Panelists, who include journalists from local papers, said the challenges are varied -- starting with how to bring back the dollars that once relied heavily on advertising to increase readership. As the publisher attempts to determine how to achieve this, it can disappoint some of its most loyal readers who still subscribe and pay money for the content. In Texas, for example, a strong investigative paper covering the southern border doesn’t exist, one panelist said.

Mandy Jenkins -- a journalist who has had to start thinking like a businessperson -- launched Mahoning Matters in Youngstown, Ohio in October 2019 after local paper The Vindicator was sold. Jenkins said the majority of the staff transferred over to this new community paper. Partial funding was provided through the Compass Experiment, a local news laboratory founded by McClatchy and Google to explore new sustainable business models for local news.

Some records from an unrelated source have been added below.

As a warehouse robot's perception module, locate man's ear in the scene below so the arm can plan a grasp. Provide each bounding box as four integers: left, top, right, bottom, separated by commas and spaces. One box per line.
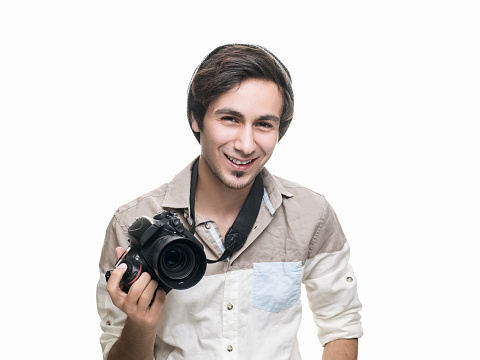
190, 112, 200, 132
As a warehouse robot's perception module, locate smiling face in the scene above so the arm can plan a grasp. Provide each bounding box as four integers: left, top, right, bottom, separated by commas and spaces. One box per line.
192, 79, 283, 189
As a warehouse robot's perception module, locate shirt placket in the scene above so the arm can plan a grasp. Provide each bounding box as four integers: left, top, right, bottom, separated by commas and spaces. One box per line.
222, 271, 239, 360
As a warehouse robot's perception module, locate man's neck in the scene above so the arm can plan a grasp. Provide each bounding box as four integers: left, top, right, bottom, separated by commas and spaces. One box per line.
195, 159, 253, 236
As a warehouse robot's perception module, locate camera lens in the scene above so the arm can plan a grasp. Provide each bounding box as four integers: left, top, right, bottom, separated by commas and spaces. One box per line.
158, 242, 196, 281
165, 249, 182, 268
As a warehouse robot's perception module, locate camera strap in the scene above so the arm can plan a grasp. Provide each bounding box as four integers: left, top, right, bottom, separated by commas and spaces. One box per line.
190, 160, 264, 264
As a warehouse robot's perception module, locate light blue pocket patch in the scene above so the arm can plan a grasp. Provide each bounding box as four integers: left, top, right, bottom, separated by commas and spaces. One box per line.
253, 261, 302, 312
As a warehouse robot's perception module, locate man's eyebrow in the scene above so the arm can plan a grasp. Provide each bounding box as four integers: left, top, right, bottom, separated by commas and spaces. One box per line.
214, 107, 280, 122
215, 107, 245, 119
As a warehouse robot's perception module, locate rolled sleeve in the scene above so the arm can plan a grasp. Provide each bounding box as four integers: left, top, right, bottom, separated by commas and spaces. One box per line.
303, 243, 363, 345
303, 201, 363, 345
97, 216, 128, 359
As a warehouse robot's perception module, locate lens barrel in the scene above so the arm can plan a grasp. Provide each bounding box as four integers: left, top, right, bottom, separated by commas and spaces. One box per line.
150, 235, 207, 289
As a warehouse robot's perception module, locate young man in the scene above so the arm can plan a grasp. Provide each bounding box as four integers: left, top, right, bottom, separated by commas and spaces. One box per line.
97, 45, 362, 360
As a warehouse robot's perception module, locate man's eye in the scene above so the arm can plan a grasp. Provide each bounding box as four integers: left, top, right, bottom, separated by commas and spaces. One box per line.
222, 116, 237, 121
257, 121, 272, 128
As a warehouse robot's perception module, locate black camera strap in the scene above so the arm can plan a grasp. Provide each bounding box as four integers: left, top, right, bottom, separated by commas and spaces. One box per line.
190, 160, 263, 264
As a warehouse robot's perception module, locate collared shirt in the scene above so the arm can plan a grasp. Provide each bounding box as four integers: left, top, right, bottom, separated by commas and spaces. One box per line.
97, 159, 362, 360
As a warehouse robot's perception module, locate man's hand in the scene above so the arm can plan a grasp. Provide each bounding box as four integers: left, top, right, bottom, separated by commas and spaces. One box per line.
107, 247, 165, 329
107, 247, 166, 360
322, 339, 358, 360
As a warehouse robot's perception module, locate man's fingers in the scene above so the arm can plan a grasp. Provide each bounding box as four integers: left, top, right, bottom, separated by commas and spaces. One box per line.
115, 246, 125, 259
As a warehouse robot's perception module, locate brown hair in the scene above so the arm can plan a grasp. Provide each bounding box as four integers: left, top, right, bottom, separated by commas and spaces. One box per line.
187, 44, 294, 142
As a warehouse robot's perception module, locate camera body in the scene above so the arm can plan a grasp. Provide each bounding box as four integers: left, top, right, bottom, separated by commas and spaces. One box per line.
105, 210, 207, 293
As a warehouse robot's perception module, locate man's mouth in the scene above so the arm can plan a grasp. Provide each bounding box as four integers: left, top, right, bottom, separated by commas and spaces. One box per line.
226, 155, 255, 165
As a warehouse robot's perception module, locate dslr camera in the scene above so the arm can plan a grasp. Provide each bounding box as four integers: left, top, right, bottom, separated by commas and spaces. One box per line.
105, 210, 207, 293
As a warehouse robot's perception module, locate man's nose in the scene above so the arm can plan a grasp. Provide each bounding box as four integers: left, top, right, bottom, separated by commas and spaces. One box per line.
235, 126, 257, 155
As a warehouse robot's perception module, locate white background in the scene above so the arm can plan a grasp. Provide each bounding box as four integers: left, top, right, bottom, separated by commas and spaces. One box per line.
0, 0, 480, 360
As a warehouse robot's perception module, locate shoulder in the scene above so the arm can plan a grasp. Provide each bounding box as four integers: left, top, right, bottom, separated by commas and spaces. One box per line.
272, 175, 329, 212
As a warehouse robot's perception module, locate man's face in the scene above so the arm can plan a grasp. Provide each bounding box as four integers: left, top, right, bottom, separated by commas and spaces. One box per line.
192, 79, 283, 189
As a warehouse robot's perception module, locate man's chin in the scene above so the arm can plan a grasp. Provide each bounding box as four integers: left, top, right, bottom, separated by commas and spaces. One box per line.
222, 171, 255, 190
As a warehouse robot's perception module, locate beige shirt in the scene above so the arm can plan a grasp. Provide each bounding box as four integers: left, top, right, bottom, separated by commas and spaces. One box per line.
97, 159, 362, 360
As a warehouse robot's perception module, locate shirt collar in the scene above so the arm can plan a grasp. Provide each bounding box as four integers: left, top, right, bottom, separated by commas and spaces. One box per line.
162, 157, 293, 212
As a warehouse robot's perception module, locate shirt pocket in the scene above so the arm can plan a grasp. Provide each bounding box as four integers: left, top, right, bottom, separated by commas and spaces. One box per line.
253, 261, 302, 312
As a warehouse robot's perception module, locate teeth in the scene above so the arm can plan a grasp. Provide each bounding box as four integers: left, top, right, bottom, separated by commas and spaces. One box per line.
227, 155, 253, 165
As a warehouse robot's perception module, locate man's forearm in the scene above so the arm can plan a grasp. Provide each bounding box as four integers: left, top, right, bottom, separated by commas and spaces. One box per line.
322, 339, 358, 360
108, 319, 157, 360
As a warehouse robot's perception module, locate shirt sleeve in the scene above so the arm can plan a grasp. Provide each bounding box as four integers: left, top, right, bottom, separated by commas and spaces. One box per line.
303, 202, 363, 346
97, 216, 128, 359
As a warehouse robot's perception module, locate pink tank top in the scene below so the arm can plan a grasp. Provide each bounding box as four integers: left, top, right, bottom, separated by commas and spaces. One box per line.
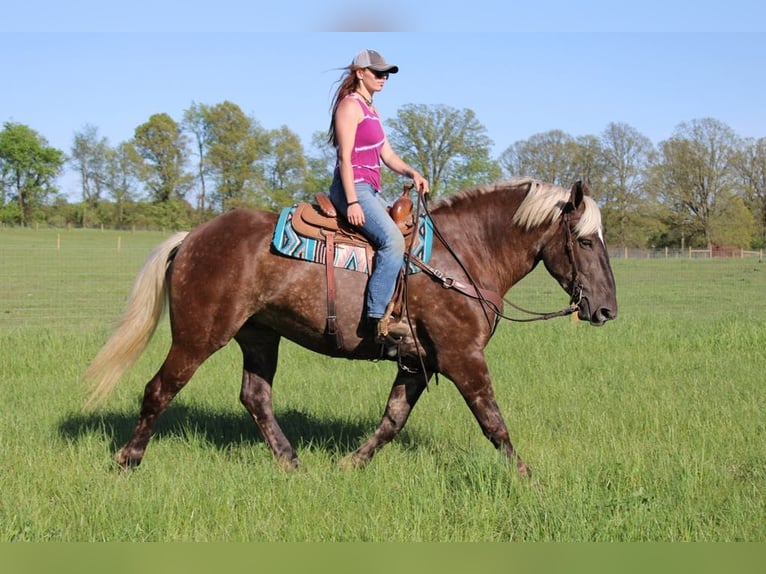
338, 93, 386, 191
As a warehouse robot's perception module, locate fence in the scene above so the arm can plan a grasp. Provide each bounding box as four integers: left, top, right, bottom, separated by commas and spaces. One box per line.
609, 246, 763, 261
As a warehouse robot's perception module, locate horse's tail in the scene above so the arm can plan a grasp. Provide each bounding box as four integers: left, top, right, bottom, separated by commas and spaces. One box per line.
83, 231, 188, 408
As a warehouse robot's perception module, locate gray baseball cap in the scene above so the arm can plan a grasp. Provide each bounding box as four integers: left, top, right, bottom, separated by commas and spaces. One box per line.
351, 50, 399, 74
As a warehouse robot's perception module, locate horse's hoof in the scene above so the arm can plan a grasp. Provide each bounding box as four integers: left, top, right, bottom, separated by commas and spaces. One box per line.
112, 448, 141, 470
339, 452, 370, 470
277, 456, 301, 470
516, 459, 532, 480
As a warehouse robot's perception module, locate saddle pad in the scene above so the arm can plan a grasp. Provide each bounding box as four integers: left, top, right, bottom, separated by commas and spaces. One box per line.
271, 206, 433, 274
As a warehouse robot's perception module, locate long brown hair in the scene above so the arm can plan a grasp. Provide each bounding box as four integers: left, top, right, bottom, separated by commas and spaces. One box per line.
327, 64, 362, 147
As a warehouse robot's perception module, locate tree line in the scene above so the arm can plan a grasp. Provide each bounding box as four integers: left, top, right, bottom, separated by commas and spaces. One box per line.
0, 101, 766, 249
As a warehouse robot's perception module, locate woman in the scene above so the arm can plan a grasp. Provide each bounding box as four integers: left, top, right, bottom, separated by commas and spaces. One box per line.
328, 50, 428, 340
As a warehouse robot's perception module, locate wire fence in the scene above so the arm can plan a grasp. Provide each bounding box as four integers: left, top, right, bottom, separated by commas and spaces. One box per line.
0, 226, 766, 333
609, 246, 763, 261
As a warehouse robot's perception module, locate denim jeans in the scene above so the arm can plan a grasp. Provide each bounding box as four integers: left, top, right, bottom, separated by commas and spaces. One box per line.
330, 177, 404, 319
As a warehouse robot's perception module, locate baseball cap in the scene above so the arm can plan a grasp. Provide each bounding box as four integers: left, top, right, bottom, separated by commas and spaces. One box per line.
351, 50, 399, 74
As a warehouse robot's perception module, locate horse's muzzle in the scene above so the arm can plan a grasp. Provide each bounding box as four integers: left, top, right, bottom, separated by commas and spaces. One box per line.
577, 297, 617, 327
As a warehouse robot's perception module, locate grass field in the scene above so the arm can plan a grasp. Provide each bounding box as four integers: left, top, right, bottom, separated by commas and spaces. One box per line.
0, 229, 766, 542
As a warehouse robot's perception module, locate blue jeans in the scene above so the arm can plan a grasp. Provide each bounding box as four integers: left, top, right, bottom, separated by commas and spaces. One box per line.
330, 177, 404, 319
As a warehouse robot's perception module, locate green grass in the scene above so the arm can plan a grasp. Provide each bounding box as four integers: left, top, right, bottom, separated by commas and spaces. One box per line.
0, 230, 766, 542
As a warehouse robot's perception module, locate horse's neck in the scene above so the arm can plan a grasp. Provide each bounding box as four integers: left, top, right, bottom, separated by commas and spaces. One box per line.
434, 196, 547, 293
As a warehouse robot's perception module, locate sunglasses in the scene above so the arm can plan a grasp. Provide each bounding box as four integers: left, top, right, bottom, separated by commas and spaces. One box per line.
367, 68, 388, 80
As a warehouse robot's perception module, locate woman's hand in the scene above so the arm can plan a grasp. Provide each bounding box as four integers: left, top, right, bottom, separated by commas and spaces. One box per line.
346, 203, 364, 227
412, 172, 428, 194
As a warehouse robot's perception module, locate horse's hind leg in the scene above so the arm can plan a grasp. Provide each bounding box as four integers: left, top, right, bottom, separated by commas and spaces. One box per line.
114, 343, 213, 468
444, 357, 531, 478
235, 327, 299, 468
341, 369, 431, 468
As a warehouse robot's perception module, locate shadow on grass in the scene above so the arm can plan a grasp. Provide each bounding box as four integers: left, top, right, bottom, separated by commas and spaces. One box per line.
58, 405, 411, 464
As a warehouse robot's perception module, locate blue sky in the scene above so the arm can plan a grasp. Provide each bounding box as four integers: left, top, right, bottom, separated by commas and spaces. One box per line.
0, 0, 766, 199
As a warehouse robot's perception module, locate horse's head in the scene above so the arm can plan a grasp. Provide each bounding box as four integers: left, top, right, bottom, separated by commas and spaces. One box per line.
542, 181, 617, 325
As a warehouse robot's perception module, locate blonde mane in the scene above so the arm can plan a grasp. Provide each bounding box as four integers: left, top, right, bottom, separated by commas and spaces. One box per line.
510, 178, 601, 237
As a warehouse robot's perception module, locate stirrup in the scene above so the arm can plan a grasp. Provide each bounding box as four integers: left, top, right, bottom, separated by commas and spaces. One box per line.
375, 316, 410, 340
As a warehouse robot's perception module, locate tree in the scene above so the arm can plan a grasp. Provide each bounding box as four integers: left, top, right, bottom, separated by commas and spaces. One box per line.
599, 123, 661, 247
734, 138, 766, 247
69, 124, 111, 206
202, 101, 269, 209
182, 102, 211, 213
264, 126, 307, 209
104, 142, 140, 227
500, 130, 579, 187
133, 114, 192, 203
0, 122, 66, 225
386, 104, 500, 197
655, 118, 737, 245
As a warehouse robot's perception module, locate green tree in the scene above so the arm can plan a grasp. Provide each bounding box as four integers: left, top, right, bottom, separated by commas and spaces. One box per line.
133, 114, 192, 203
0, 122, 66, 225
599, 123, 662, 247
264, 126, 307, 209
655, 118, 737, 245
295, 131, 336, 201
386, 104, 501, 197
734, 138, 766, 247
69, 124, 111, 207
499, 130, 581, 187
104, 142, 140, 227
203, 101, 269, 209
182, 102, 211, 212
710, 194, 757, 248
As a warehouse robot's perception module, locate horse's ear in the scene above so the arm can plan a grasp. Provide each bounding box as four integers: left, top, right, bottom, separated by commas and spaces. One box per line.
569, 180, 590, 209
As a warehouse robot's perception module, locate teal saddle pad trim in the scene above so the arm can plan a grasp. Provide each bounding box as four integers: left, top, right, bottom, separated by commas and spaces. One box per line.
271, 206, 434, 274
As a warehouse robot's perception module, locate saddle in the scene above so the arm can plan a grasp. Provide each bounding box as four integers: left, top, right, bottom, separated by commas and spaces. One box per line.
292, 184, 417, 349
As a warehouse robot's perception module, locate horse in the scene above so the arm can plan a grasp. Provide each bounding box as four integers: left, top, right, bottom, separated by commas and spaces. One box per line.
83, 178, 617, 477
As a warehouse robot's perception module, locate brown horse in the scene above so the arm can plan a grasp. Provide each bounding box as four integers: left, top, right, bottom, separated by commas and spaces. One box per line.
85, 179, 617, 475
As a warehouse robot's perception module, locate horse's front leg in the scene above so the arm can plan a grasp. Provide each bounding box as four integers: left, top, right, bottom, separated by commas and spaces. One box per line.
340, 369, 432, 469
443, 353, 531, 478
236, 328, 300, 469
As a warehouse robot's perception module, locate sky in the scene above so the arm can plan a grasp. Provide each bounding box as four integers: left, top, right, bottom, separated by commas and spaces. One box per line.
0, 0, 766, 200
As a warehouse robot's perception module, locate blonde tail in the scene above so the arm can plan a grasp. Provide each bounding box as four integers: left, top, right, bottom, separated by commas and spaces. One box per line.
83, 231, 188, 408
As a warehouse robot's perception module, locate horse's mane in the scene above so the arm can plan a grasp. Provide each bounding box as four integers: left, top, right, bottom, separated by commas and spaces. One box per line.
434, 177, 601, 237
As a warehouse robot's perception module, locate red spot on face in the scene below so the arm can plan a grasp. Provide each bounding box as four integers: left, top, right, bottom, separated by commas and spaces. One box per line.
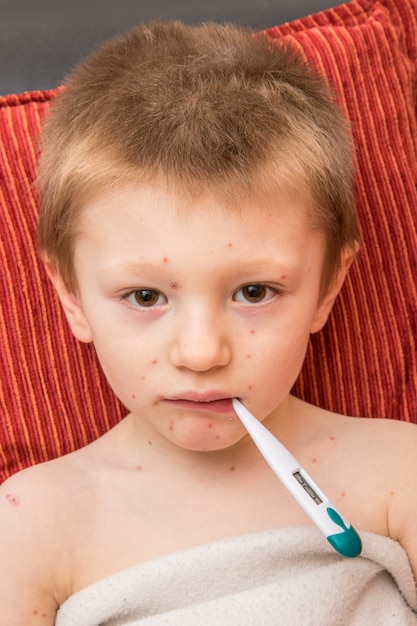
5, 493, 20, 506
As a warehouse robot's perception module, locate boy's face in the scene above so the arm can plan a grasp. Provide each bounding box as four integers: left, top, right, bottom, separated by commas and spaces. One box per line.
58, 180, 338, 450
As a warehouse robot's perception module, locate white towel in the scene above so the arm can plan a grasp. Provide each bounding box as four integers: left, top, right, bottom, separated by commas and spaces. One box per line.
56, 526, 417, 626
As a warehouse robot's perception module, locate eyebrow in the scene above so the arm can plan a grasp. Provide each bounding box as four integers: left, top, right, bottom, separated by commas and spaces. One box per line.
99, 258, 298, 276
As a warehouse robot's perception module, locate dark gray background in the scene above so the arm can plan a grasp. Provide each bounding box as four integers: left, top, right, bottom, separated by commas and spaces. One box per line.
0, 0, 342, 95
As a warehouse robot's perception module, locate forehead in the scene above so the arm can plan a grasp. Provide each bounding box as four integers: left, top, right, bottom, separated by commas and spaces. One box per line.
75, 185, 324, 276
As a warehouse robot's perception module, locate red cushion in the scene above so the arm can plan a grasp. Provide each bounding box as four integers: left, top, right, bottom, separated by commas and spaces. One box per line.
0, 0, 417, 481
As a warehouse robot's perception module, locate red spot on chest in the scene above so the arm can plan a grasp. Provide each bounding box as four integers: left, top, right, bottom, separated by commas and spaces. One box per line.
5, 493, 20, 506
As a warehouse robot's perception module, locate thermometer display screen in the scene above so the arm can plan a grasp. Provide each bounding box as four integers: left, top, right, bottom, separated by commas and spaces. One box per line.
293, 472, 323, 504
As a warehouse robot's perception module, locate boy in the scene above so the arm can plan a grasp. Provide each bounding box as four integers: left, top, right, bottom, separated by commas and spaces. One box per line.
0, 23, 417, 626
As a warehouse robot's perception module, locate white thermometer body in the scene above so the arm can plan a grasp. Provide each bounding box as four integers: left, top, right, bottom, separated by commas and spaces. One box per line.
233, 399, 362, 557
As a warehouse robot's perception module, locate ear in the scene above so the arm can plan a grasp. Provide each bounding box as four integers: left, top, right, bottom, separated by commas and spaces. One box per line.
44, 261, 93, 343
310, 244, 359, 333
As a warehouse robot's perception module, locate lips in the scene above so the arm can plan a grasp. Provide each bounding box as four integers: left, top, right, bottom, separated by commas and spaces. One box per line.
165, 392, 234, 414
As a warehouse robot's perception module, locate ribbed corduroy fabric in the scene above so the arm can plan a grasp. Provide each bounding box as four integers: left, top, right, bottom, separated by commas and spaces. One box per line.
0, 0, 417, 481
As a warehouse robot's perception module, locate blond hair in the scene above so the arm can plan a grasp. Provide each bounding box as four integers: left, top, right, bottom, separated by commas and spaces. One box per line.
39, 22, 360, 290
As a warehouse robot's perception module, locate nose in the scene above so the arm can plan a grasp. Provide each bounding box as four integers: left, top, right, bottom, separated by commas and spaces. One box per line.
171, 311, 231, 372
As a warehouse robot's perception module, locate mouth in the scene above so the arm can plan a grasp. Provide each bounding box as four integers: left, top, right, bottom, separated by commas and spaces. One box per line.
164, 393, 234, 415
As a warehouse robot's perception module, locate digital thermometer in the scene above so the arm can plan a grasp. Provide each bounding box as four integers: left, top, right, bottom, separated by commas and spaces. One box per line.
233, 398, 362, 557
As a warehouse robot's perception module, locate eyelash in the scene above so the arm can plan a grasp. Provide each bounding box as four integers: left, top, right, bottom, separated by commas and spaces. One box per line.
120, 283, 283, 309
233, 283, 283, 304
120, 287, 167, 309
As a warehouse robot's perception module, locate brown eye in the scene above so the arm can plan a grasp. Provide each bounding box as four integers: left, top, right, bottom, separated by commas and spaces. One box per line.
242, 285, 268, 302
123, 289, 166, 308
135, 289, 159, 306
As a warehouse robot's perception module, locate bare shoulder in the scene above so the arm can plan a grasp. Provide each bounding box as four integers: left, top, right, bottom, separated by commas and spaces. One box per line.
334, 410, 417, 580
0, 450, 88, 626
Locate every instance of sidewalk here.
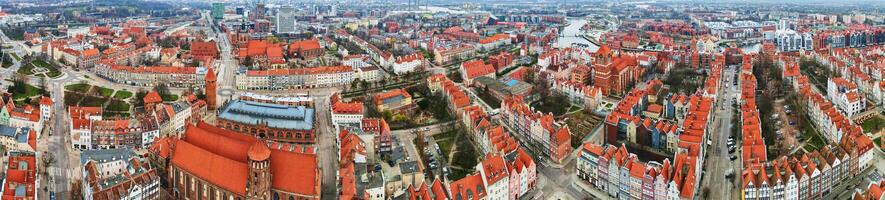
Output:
[574,180,615,199]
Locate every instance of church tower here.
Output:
[246,140,271,200]
[204,68,218,110]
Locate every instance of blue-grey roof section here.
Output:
[0,125,16,138]
[15,127,31,143]
[218,100,314,130]
[80,148,133,164]
[0,124,31,143]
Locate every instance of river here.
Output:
[554,18,599,52]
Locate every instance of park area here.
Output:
[433,129,479,180]
[566,109,602,148]
[8,81,46,105]
[18,59,61,78]
[64,83,133,118]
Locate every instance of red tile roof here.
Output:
[171,122,320,196]
[144,90,163,104]
[461,60,495,79]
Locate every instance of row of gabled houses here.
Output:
[578,55,724,199]
[740,50,875,199]
[68,91,208,150]
[577,143,700,199]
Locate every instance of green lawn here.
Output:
[861,116,885,133]
[12,85,43,99]
[80,96,107,107]
[3,60,12,68]
[105,100,130,112]
[160,94,178,101]
[449,135,479,180]
[65,83,92,93]
[95,86,114,97]
[114,90,132,99]
[802,132,827,149]
[433,131,456,158]
[531,94,571,116]
[17,61,34,75]
[31,60,61,78]
[449,168,473,180]
[18,60,61,78]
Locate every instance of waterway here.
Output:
[554,18,599,52]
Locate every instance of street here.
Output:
[701,67,741,199]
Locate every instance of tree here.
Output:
[360,80,369,93]
[12,73,28,94]
[40,76,49,96]
[522,69,535,84]
[132,89,147,107]
[154,83,171,96]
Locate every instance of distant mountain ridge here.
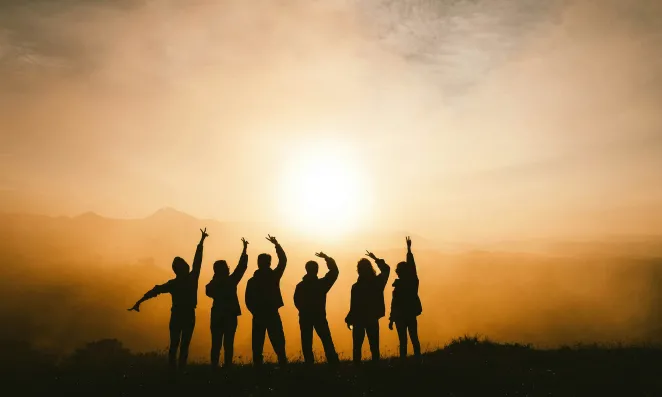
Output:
[0,207,662,261]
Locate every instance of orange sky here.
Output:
[0,0,662,239]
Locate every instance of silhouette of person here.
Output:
[246,235,287,365]
[345,251,391,364]
[129,228,209,369]
[294,252,339,364]
[206,238,248,368]
[388,237,423,359]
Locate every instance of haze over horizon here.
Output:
[0,0,662,241]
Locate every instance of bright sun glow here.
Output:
[281,141,366,237]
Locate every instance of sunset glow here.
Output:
[280,141,367,238]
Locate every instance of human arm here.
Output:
[230,237,248,284]
[191,228,209,278]
[128,283,170,312]
[345,286,357,330]
[294,284,303,311]
[315,252,340,291]
[366,251,391,288]
[406,236,418,280]
[267,235,287,278]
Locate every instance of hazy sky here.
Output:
[0,0,662,238]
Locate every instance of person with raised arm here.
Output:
[294,252,339,364]
[345,251,391,364]
[129,228,209,369]
[246,235,287,366]
[388,237,423,359]
[206,238,248,369]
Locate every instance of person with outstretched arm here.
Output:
[388,237,423,359]
[294,252,339,364]
[205,238,248,368]
[129,228,209,369]
[246,235,287,366]
[345,251,391,364]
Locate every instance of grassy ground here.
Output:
[3,337,662,397]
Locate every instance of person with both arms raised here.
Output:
[129,228,209,369]
[206,238,248,369]
[294,252,339,364]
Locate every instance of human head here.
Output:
[257,254,271,269]
[306,261,319,276]
[356,258,376,277]
[214,259,230,277]
[172,256,190,277]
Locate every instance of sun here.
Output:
[280,144,366,237]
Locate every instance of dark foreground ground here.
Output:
[2,337,662,397]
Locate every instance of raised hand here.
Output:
[266,234,278,245]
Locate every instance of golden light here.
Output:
[280,143,366,238]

Can local news create a sustainable business? “Sustainability is incredibly difficult,” Jenkins said.

It’s one thing to hire a great staff that creates great news, she said, and another to gain the trust of local audiences, fills the gaps in the market, and meet businesses and potential donors.

“There’s not a big reliance on programmatic ads, which is the easy thing to do when you get in and start a startup business,” she said.

It’s not a non-profit, but the most promising revenue stream for small publishers points to a “giving program” from readers. “I won’t call it a membership program, yet,” she said. “But we want to turn it into that.”

Working with local foundations that have not traditionally given to news organizations is another way.